While the CRTC's decision to permit Bell's throttling practices is disappointing in the short term – and seems to place Canada on a different track from the U.S. – the decision is not a total loss for net neutrality supporters as the Commission made a clear commitment to addressing the issue of net neutrality and network management in a formal proceeding in July 2009. Indeed, it is important not to lose sight of how much has changed in the past year.
Just over one year, I wrote a column noting the need for greater ISP transparency in the wake of Rogers' admission that it engaged in traffic shaping. At the time, net neutrality was viewed as a fringe issue in Canada without much political traction. In the span of 13 months, there has been a major CRTC case, a private member's bill on net neutrality, a rally on Parliament Hill, the emergence of BitTorrent as distribution tool for broadcast content, a more vocal business community supporting net neutrality, and a gradual shift of this issue into the political mainstream. In the United States, the change has been even more dramatic – an FCC ruling on the throttling activities, proposed legislation, the shift of net neutrality to wireless, and a President-elect who has been outspoken on the need to preserve net neutrality.
In other words, today's CRTC decision is not the final word on net neutrality in Canada, but rather the first word on it. The Commission itself has opened the door to broader hearings on the issue next year, which may come alongside the new media hearings that also offer the opportunity to raise net neutrality concerns.
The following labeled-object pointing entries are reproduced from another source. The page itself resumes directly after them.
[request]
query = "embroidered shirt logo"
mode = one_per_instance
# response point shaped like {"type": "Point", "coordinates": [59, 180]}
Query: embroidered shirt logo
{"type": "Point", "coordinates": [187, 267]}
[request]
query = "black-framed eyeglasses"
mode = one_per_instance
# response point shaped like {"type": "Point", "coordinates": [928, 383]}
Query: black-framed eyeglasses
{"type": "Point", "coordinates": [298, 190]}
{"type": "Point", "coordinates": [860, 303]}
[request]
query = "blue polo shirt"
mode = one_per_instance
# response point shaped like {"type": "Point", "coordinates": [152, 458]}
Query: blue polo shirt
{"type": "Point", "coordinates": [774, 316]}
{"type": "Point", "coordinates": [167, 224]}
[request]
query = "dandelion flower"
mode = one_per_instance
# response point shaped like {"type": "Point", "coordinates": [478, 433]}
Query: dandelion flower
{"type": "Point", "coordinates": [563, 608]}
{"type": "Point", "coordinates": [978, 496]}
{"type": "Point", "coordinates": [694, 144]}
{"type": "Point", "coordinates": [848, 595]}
Moreover, if the Commission comes to the conclusion that these practices are consistent with current Canadian law, there is the likelihood of growing calls from within Parliament to change the law.
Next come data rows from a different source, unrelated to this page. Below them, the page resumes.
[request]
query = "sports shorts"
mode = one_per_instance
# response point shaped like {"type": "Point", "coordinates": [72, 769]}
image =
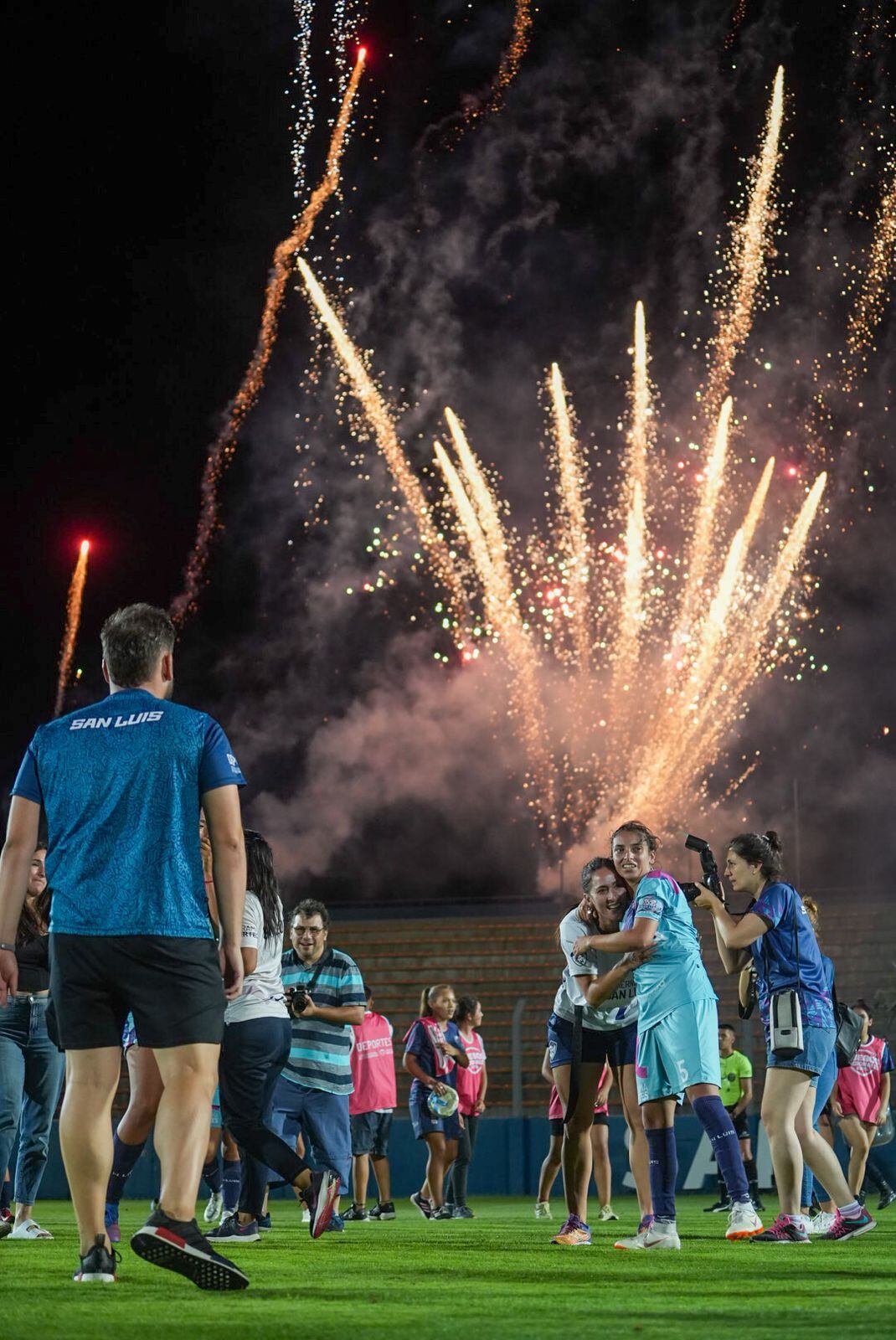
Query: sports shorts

A year ago, the net neutrality debate focused on whether rules were needed. Today, the debate is changing from whether there should rules on network management to what those rules should be. In fact, the Commission notes that as part of the hearing it "will try to establish the criteria to be used in the event that specific traffic management practices need to be authorized." There is an emerging consensus on the easy issues – no content blocking and better transparency of network management practices (the CRTC today required Bell to provide its wholesale customers with advanced notice of its plans). We are in the early stages of the more difficult questions of what constitutes reasonable network management practices and the opening of a formal proceeding puts those tougher questions squarely on the table.